Soleil: Êtes-vous tanorexique, accro au bronzage?
SANTE•Certains comportements excessifs vis-à-vis du soleil ou des cabines UV relèvent de la pathologie selon les médecins…Romain Scotto
«J’ai attrapé un coup d’soleil, un coup d’amour, un coup d’je t’aime», chante en boucle le buriné Richard Cocciante depuis le début des années 80. En soi, écouter cette berceuse désuète n’est pas si inquiétant. Mais si votre cœur ne frétille qu’au premier vers, mieux vaut envisager une consultation médicale rapidement.
«Soleil dans la peau»
A l’instar du tabac, de l’alcool ou du jeu, le soleil représente un risque d’addiction dont les malades n’ont pas toujours conscience. Cette dépendance, appelée tanorexie par les spécialistes, toucherait de plus en plus de patients selon Aymeric Petit, psychiatre à l'hôpital Bichât et coauteur du livre «Le Soleil dans la peau» (Robert Laffont, mars 2012). Des «addicts» aux rayons UV qui, pour la plupart, passent leurs journées à faire la crêpe à la plage ou en cabine de bronzage, sans réaliser à quel point ils se mettent en danger.
Pour le psychiatre, l’addiction intervient quand le patient «a perdu le contrôle». «Quand il n’honore plus ses rendez-vous, que sa vie s’interrompt pour ne pas rater les meilleurs créneaux d’exposition au soleil. Il a perdu la liberté de s’abstenir.»

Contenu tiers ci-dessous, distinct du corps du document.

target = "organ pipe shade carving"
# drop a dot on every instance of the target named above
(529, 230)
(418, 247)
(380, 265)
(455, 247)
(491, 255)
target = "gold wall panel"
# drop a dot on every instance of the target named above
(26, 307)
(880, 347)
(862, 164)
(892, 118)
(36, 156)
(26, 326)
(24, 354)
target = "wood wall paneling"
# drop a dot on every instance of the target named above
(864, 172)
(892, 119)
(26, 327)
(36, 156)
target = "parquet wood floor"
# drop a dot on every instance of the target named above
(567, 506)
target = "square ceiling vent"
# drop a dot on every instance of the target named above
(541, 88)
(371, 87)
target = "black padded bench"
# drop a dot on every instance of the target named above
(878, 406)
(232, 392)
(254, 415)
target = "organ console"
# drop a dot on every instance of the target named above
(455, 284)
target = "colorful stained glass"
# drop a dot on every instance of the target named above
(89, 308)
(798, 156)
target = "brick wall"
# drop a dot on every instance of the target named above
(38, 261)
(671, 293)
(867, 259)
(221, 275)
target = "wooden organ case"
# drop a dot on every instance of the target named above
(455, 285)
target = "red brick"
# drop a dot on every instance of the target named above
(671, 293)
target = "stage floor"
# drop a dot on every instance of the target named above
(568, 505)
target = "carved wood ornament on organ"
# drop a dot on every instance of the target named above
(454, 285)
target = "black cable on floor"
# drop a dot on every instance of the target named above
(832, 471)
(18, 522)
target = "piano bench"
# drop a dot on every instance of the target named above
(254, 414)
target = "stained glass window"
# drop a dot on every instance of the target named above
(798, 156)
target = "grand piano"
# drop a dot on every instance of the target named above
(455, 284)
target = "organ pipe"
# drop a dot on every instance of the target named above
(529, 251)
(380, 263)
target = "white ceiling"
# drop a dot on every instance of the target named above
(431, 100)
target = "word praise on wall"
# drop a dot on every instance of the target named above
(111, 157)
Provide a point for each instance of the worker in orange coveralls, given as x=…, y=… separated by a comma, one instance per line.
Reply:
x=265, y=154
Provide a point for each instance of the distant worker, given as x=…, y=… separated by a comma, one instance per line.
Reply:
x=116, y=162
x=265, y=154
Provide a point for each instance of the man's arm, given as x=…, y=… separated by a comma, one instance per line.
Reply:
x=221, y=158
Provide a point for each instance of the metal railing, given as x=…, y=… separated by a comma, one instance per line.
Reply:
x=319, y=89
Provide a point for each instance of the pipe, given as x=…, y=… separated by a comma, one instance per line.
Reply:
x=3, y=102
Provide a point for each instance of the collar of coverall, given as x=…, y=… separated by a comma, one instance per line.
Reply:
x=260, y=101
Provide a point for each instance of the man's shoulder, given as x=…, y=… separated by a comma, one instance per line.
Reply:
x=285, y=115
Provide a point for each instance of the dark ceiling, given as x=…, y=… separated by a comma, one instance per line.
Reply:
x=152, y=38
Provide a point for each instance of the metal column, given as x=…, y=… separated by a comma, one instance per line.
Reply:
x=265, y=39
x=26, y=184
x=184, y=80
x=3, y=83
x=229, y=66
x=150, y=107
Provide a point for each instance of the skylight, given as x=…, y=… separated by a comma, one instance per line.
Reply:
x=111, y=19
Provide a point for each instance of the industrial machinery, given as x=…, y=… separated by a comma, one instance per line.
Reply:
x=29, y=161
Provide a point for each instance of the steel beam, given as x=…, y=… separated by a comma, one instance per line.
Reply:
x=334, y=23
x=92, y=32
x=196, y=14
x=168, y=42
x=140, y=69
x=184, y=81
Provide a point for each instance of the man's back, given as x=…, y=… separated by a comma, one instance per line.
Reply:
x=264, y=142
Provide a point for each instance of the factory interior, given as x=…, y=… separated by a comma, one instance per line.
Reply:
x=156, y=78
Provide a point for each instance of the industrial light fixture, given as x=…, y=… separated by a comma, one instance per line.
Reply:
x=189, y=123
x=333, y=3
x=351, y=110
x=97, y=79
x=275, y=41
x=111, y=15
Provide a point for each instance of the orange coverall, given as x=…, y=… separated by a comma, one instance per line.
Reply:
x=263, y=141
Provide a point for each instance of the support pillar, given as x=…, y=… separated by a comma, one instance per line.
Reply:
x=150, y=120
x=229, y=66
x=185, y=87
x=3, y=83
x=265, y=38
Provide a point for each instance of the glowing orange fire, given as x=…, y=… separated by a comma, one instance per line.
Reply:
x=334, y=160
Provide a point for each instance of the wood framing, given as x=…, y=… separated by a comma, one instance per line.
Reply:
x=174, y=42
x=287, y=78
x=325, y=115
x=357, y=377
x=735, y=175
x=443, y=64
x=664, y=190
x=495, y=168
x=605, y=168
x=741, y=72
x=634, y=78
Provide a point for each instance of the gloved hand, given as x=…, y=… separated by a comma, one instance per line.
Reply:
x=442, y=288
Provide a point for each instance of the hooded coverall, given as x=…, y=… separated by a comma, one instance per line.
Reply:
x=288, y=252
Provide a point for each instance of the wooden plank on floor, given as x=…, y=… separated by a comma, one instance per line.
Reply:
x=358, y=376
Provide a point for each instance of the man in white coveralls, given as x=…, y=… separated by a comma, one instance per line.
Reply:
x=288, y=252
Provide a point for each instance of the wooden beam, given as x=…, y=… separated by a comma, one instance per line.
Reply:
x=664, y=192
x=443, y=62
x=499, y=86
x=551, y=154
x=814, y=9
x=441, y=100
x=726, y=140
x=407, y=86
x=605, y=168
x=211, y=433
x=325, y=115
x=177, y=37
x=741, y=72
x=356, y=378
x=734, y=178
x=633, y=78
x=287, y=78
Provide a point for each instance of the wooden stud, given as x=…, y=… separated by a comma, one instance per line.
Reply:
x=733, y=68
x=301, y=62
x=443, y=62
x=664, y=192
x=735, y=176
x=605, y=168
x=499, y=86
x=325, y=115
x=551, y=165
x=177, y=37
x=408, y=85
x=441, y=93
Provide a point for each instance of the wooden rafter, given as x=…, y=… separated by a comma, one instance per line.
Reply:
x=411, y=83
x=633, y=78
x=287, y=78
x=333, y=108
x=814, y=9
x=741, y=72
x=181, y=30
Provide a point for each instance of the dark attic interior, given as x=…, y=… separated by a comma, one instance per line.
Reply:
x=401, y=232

Il évoque aussi un «excès de plaisir, une trop belle rencontre», qui entraîne un comportement répétitif, avec l’apparition de conséquences négatives. «La peau c’est comme une calculette, poursuit Patrick Moureaux, dermatologue à Vannes, également coauteur du livre. Au-delà d’une quantité de soleil accumulée, elle exprime les méfaits.» L’addition se paye par un vieillissement prématuré, des cancers carcinomes (90.000 par an en France) et des mélanomes (10.000).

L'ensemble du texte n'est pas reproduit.